В конце июля друзья стали замечать, что желтуха прогрессирует, кожа его покрывается складками. Брамс сильно похудел, стал крайне раздражительным. Втайне от Брамса доктор Хертцка пригласил для консультации известного врача и музыканта, профессора доктора Фрица Шрёттера из Венского университета, проводившего отпуск вблизи от Ишла. Доктор Шрёттер также порекомендовал лечение на водах в Карлсбаде, но 5 недель спустя известил Хойбергера о том, что состояние больного безнадежно и никакой Карлсбад не поможет.

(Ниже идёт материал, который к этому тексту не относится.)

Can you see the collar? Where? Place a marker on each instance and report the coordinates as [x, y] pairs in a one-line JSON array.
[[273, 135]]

В письме Визебиуса Мандычевского, директора архива Венского общества любителей музыки, к семье Миллер фон Айххольц от 26 августа 1896 года так описывается состояние Брамса: «Я не видел Брамса со времени его пребывания в Вене и нахожу его состояние плачевным. Сам он, правда, утверждает, что чувствует себя неплохо, но попытки бодриться даются ему с трудом. Он выглядит так, будто ему 83 года, а не 63. Настроен он, однако, если и не очень весело, то и не особенно грустно. Лечение в Карлсбаде ненадолго улучшило его состояние, и он хочет в сентябре снова туда отправиться». Похожее впечатление оказала встреча с Брамсом 28 августа и на Рихарда Хойберга, который писал: «Его вид ужасен. Длинная белая борода, худое лицо, желтые глаза. Одежда болтается на нем, как на вешалке. За несколько месяцев он из пышущего здоровьем мужчины превратился в немощного старика».

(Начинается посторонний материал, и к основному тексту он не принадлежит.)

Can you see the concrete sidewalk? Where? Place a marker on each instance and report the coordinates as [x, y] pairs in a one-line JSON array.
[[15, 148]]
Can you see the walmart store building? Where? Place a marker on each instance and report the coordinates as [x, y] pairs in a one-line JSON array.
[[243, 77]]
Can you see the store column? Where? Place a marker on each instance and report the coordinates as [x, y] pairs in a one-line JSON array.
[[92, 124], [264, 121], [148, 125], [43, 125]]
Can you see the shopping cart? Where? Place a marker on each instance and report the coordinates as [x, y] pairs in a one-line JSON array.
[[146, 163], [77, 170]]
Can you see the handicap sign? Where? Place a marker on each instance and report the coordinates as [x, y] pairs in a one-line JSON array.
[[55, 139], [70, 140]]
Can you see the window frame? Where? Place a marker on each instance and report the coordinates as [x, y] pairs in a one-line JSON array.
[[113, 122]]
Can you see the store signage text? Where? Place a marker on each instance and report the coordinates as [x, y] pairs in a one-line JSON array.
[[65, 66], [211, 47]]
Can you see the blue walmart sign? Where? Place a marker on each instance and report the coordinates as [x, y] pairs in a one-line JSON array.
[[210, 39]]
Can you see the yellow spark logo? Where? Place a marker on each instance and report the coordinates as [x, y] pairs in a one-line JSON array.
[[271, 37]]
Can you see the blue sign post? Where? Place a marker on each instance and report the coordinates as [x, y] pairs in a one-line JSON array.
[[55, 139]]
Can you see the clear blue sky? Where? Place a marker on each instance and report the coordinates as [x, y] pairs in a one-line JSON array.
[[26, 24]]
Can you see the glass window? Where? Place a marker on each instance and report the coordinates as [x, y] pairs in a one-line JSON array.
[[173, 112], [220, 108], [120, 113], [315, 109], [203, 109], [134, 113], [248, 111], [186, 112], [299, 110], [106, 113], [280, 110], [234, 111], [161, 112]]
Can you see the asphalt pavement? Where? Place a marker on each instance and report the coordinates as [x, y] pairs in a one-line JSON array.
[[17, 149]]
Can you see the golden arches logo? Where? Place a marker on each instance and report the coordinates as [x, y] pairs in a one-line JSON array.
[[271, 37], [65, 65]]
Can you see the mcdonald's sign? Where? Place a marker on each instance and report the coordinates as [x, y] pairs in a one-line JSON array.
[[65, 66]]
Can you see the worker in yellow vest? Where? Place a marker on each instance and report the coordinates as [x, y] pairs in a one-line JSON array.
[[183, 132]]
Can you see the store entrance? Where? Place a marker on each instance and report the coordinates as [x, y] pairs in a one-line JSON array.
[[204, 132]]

31 августа Брамс собрался в Вену для консультации со знакомым ему профессором Тоэльгом. У него пока еще не было болевых симптомов, аппетит не ухудшался. Его сильно обеспокоила начавшаяся бессонница, но вскоре она прошла, о чем Брамс не преминул радостно сообщить Хойбергеру, навестившему его 30 августа.

Вскоре после консультации с доктором Тоэльгом в Вене, который нашел его состояние серьезным, но не безнадежным, Брамс поехал в Карлсбад. 14 сентября Мандычевский сообщает семье Миллер фон Айххольц, что Иоганнес доволен пребыванием на курорте. Но уже 28 сентября в следующем письме Мандычевский пишет о том, что улучшений не наблюдается. Доктор Грюнбср-гер, осмотревший Брамса 24 сентября, свидетельствует о том, что у него сильно увеличилась печень, но что о новообразованиях речь пока не идет.
5 октября Мандычевский сообщает семье фон Айххольц, что Брамс снова в Вене и состояние его остается прежним, однако, он все еще бодр и много ходит пешком. Сам Брамс так пишет о самочувствии Й.Ф.Видма-ну в октябре: «Мое недомогание не должно тревожить Вас ни в коей мере. Это обыкновенная желтуха, которая, однако, не хочет отстать от меня. Во всяком случае, у меня ничего не болит и ничто не беспокоит. Аппетит по-прежнему превосходен». Анализы крови и мочи, проведенные в середине месяца, не выявили ничего серьезного, хотя доктор Фрёптл, домашний врач, не хотел доверять обнадеживающим результатам и подозревал худшее. Профессор Тоэлг настаивал даже на операции, «. если только не поздно».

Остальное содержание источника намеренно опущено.